The report states that the sum laundered through company accounts that the Salazar Group kept in the Private Bank of Andorra, for the period from October 2011 to November 2012, reaches the amount of one billion three hundred and forty seven thousand three hundred and thirty nine thousand nine hundred and seventy-two Euros (€1,347,339,972).
The United States Department of the Treasury estimates that the Private Bank of Andorra facilitated the movement of approximately four million two hundred thousand dollars ($4,200,000.00) related to money laundering from Venezuela, the report states.
To launder the money from corruption and the collection of vaccines from PDVSA contractors, the Salazar Group opened 40 “instrumental entities” in Panama, Belize and the British Virgin Islands.
”These instrumental entities were used to manage and launder funds from corruption and fraudand hide the identity of their beneficiaries by trying to give the appearance of being commercial companies or technical and commercial advisory companies,” the report details.
For these reasons, the Public Ministry represented by prosecutor 28, Jhoanna Vanessa Borrego Ramírez, requested on September 7 a new deprivation of liberty against Rafael Ramírez for extradition purposes, for the crimes of malicious embezzlement, influence peddling, legitimization of capital and association.
That same day, the Sixth Court of Control of Caracas agreed to what was requested by the Public Ministry and forwarded the file to the Criminal Chamber.
The magistrates analyzed the approach, verified that all the requirements were met and declared the extradition request admissible.
The sentence establishes that “the Government of the Bolivarian Republic of Venezuela, through the Supreme Court of Justice, in the Criminal Cassation Chamber, assumes the firm commitment before the Italian Republic, that the aforementioned citizen will be prosecuted with due guarantees” .
Other extraditions
* The first extradition request to bring Rafael Ramírez to Venezuela was approved on August 17, 2018, according to sentence 258 of the Criminal Chamber. On that occasion, the request was addressed to the Kingdom of Spain, where it was certain that the former president of PDVSA was based there. The request was based on alleged irregularities detected in a contract between PDVSA and Petro-Saudi (September 2010) for the rental of a vessel for gas extraction in the Mariscal Sucre project. The contract was signed with a surcharge that reached 274%, according to the Prosecutor’s Office.

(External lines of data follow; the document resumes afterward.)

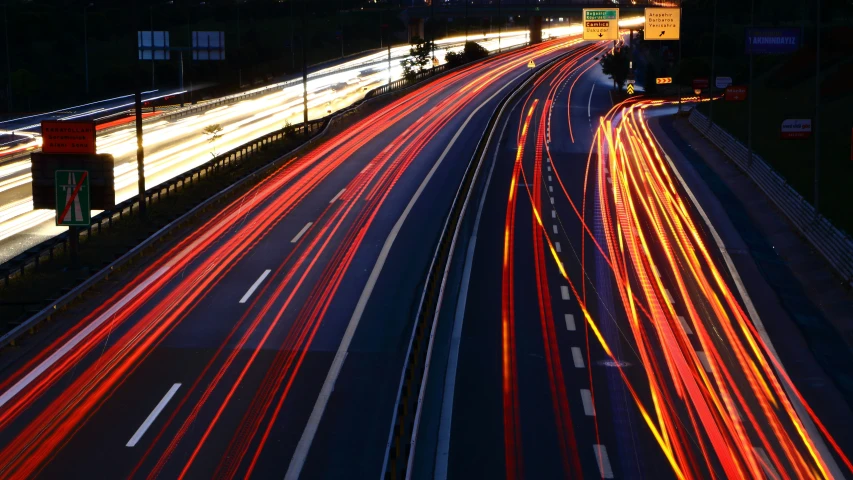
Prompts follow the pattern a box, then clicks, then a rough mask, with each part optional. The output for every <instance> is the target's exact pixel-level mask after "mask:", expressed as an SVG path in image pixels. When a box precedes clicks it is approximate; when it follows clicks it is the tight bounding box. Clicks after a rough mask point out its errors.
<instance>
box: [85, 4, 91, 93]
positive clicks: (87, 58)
mask: <svg viewBox="0 0 853 480" xmlns="http://www.w3.org/2000/svg"><path fill="white" fill-rule="evenodd" d="M90 5H91V4H86V5H83V70H84V71H85V74H86V96H87V97H88V96H89V22H88V20H89V19H88V17H89V12H88V11H87V10H88V8H89V6H90Z"/></svg>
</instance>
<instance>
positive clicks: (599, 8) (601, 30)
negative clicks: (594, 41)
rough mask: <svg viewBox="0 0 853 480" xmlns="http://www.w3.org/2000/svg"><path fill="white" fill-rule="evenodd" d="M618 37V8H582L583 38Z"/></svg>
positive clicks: (598, 38) (618, 11) (610, 39)
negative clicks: (582, 8)
mask: <svg viewBox="0 0 853 480" xmlns="http://www.w3.org/2000/svg"><path fill="white" fill-rule="evenodd" d="M618 38H619V9H618V8H584V9H583V39H584V40H616V39H618Z"/></svg>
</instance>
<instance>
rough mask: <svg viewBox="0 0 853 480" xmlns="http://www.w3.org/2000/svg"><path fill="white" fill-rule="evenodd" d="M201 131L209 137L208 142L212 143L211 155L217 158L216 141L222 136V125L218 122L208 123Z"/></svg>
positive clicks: (204, 135) (210, 152)
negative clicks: (210, 124)
mask: <svg viewBox="0 0 853 480" xmlns="http://www.w3.org/2000/svg"><path fill="white" fill-rule="evenodd" d="M201 133H203V134H204V136H206V137H207V143H210V144H211V148H212V150H211V151H210V156H211V157H213V158H216V141H217V140H219V139H220V138H222V125H220V124H218V123H214V124H212V125H208V126H206V127H204V130H202V131H201Z"/></svg>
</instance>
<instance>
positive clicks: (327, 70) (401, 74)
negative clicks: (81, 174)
mask: <svg viewBox="0 0 853 480" xmlns="http://www.w3.org/2000/svg"><path fill="white" fill-rule="evenodd" d="M577 32H578V27H577V26H561V27H555V28H554V29H552V30H550V31H548V30H546V31H545V35H546V37H547V36H551V35H553V36H555V37H556V36H566V35H570V34H576V33H577ZM469 39H470V40H475V41H477V42H479V43H480V44H481V45H483V47H485V48H486V49H488V50H490V51H497V50H498V49H499V48H500V49H506V48H512V47H517V46H519V45H523V44H525V43H526V42H527V40H528V39H527V32H526V31H520V30H519V31H507V32H503V33H502V34H501V36H500V38H498V35H497V34H488V35H476V36H475V35H471V36H469ZM464 41H465V37H451V38H445V39H441V40H437V41H436V46H437V49H436V59H437V60H438V61H439V63H444V56H445V54H446V52H447V51H455V50H459V49H460V48H461V45H462V44H463V43H464ZM390 54H391V61H390V62H389V61H388V52H385V51H383V52H377V53H371V54H368V55H364V56H361V57H357V58H354V59H349V60H346V61H344V62H342V63H340V64H335V65H331V66H328V67H325V68H321V69H319V70H317V71H315V72H311V73H310V74H309V80H308V107H309V112H308V116H309V118H311V119H316V118H321V117H324V116H326V115H328V114H330V113H333V112H336V111H338V110H341V109H343V108H346V107H348V106H350V105H352V104H353V103H355V102H356V101H358V100H361V99H362V98H364V95H365V93H366V92H367V91H369V90H370V89H373V88H376V87H378V86H381V85H383V84H385V83H387V82H388V81H389V76H390V78H391V80H392V81H393V80H397V79H400V78H402V75H403V70H402V67H401V65H400V61H401V60H402V59H404V58H406V57H407V56H408V54H409V46H408V45H404V46H398V47H394V48H392V50H391V52H390ZM275 86H278V87H280V88H279V89H275V88H273V89H272V90H271V93H270V94H268V95H263V96H260V97H255V98H252V99H249V100H245V101H241V102H239V103H235V104H231V105H224V106H220V107H215V108H212V109H210V110H206V111H204V112H202V113H199V114H195V115H191V116H187V117H184V118H180V119H178V120H175V121H166V120H160V121H158V120H157V119H156V117H155V118H154V119H150V120H149V122H150V123H146V124H145V129H144V145H145V177H146V186H147V187H149V188H151V187H154V186H156V185H158V184H160V183H162V182H164V181H167V180H169V179H171V178H173V177H175V176H177V175H179V174H181V173H183V172H185V171H187V170H191V169H193V168H195V167H197V166H198V165H201V164H203V163H204V162H207V161H208V160H210V158H211V153H216V152H225V151H228V150H229V149H231V148H234V147H237V146H239V145H242V144H244V143H247V142H249V141H251V140H253V139H255V138H258V137H260V136H263V135H265V134H267V133H270V132H273V131H276V130H279V129H281V128H283V127H284V126H285V125H286V124H288V123H290V124H296V123H300V122H301V121H302V118H303V113H302V108H303V107H302V81H301V78H299V79H297V80H290V81H287V82H282V83H280V84H276V85H273V87H275ZM264 88H269V87H264ZM251 92H252V91H249V92H246V93H251ZM148 95H154V96H157V95H156V92H154V93H150V94H148ZM124 100H127V99H126V98H124ZM130 101H132V98H131V99H130ZM121 102H122V99H115V100H114V101H107V102H103V104H98V105H93V106H90V107H92V108H89V107H87V108H83V109H81V112H80V113H76V114H73V115H63V116H59V117H58V118H61V119H73V118H76V117H78V116H82V115H84V114H86V115H85V116H86V118H92V116H93V115H94V113H92V112H93V111H94V112H97V111H101V109H106V108H113V107H115V105H116V104H121ZM125 104H127V101H125ZM125 108H127V105H125ZM46 117H50V118H54V117H56V115H52V114H49V115H46V116H45V115H41V116H34V117H27V118H21V119H17V120H13V121H8V122H7V123H6V124H0V133H2V132H5V131H8V130H15V131H16V133H18V135H19V136H20V135H22V134H26V135H29V136H30V137H32V139H31V140H29V141H28V142H27V143H25V144H19V145H16V146H15V147H14V148H11V149H9V150H8V151H5V152H4V151H0V263H2V262H4V261H6V260H8V259H10V258H12V257H14V256H15V255H18V254H19V253H21V252H23V251H26V250H27V249H29V248H31V247H32V246H34V245H37V244H38V243H40V242H42V241H44V240H46V239H48V238H50V237H52V236H55V235H58V234H60V233H62V232H63V231H64V230H65V229H64V228H59V227H56V226H55V225H54V220H53V216H54V213H53V212H52V211H50V210H33V207H32V196H31V195H32V192H31V187H30V179H31V176H30V162H29V157H28V156H23V157H22V153H21V152H19V151H18V150H20V149H25V150H27V151H29V150H28V149H33V148H37V147H38V145H39V140H40V138H38V132H39V120H41V119H44V118H46ZM212 124H220V125H221V126H222V127H223V133H222V138H221V139H219V140H217V141H216V143H215V144H210V143H208V142H207V139H206V137H205V136H204V135H203V134H202V133H201V132H202V129H203V128H204V127H206V126H208V125H212ZM134 128H135V127H134V124H133V123H130V124H127V126H126V128H122V129H118V130H112V131H110V132H109V133H106V134H101V135H99V136H98V139H97V147H98V152H99V153H110V154H112V155H113V156H114V157H115V162H116V163H115V179H116V200H117V201H118V202H120V201H123V200H125V199H127V198H130V197H131V196H133V195H134V194H135V192H136V185H137V168H136V137H135V135H136V132H135V130H134ZM4 153H5V158H6V160H5V161H4Z"/></svg>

* On November 6, 2019, the new extradition procedure began, by virtue of the fact that Rafael Ramírez migrated from Spain to Italy. But that process was based on the same facts as the first extradition request, that is, the contract with an alleged premium between PDVSA and Petrosaudí.

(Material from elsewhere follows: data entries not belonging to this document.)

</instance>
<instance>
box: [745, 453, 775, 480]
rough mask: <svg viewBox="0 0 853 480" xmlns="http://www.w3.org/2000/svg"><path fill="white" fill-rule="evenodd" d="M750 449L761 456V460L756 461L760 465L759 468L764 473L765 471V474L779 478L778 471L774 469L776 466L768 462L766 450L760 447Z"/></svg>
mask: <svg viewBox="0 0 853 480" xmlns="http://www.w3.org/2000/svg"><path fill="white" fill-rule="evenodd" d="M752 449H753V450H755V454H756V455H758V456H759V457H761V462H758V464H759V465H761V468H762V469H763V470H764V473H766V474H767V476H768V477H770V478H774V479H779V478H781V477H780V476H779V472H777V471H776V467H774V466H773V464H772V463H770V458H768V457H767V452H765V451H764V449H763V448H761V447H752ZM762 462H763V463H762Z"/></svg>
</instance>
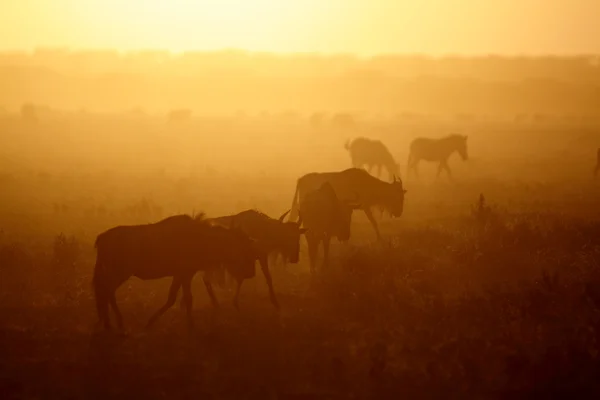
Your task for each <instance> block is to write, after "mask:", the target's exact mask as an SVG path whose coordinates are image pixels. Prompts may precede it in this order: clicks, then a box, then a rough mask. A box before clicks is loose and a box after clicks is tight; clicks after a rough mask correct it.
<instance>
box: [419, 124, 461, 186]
mask: <svg viewBox="0 0 600 400" xmlns="http://www.w3.org/2000/svg"><path fill="white" fill-rule="evenodd" d="M455 151H456V152H458V154H460V156H461V157H462V159H463V160H464V161H466V160H467V159H468V158H469V157H468V154H467V136H463V135H456V134H453V135H449V136H446V137H443V138H441V139H430V138H417V139H414V140H413V141H412V142H411V143H410V149H409V155H408V168H407V170H408V171H407V174H409V173H410V171H411V170H412V171H413V172H414V173H415V176H416V177H417V178H418V177H419V171H418V167H419V161H421V160H425V161H432V162H439V163H440V164H439V166H438V171H437V176H438V177H439V176H440V173H441V172H442V170H446V172H447V174H448V177H450V178H451V177H452V172H450V167H449V166H448V158H449V157H450V156H451V155H452V154H453V153H454V152H455Z"/></svg>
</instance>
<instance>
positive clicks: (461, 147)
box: [456, 135, 469, 161]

* That second extradition process was sent to the TSJ on November 25, 2019 by the Control Court 10 of Caracas, but it was admitted to the Criminal Chamber four months later, specifically on March 12, 2020, according to what the authorities say. accounts. Subsequently, the Criminal Chamber took four months to decide, by approving sentence number 55, on July 29, 2020, which declared that extradition admissible.